ACSTI outlines actions to maximise outcomes from investment in research and development
04 December 2009
Today the Advisory Council for Science, Technology and Innovation (ACSTI) published a statement welcoming the tangible commitment that Government has made to research and development and outlining the successes of that investment and the actions needed to maximise the impact of future investments.
The Chairman of the ACSTI, Tom McCarthy said, “We must rededicate ourselves to the vision outlined in the Strategy for Science, Technology and Innovation. The investments made in research and development have created a robust basic research infrastructure, have enhanced our ability to attract new foreign investment and expanded the mandates of many foreign companies already located here.”
“The challenge ahead is to create a robust innovation system that links science and technology to the growth of enterprise. Of particular importance will be the need to target growth of indigenous enterprise. At this time the Council offers its opinion on actions that ought to be pursued by Government in order to capitalise on investment to date and focus its resources to best effect in the future.” concluded McCarthy.
Improving the effectiveness of Science and Technology spending
- A priority-setting mechanism should be put in place to validate the areas / disciplines in which investment should be concentrated. Priorities should be reviewed every three to four years so that research and innovation policies are kept under continuous review.
- Special attention should be given to the link between academic research and the needs of enterprise in any review of funding priorities. The aim should be to build centres with critical mass so that the full spectrum of research can be supported and to ensure that the interfaces between basic and applied research and the translation of research into innovation are working optimally.
- Any adjustments to the R&D funding structures in Ireland should prioritise the link between research and innovation, including appropriate support for the industry–led competence centre model.

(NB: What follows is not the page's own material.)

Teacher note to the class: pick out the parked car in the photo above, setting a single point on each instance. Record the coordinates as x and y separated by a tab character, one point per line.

Promoting enterprise research and innovation
- Terms of the R&D tax credit should be altered so that it can be claimed against general payroll costs.
- The guidelines on public procurement for innovation that have been published by the Government should be put into practice by departments, agencies and local authorities by attaching specific metrics for innovation outcomes, and where appropriate, ring-fencing resources for innovative solutions within the framework of EU State Aid rules.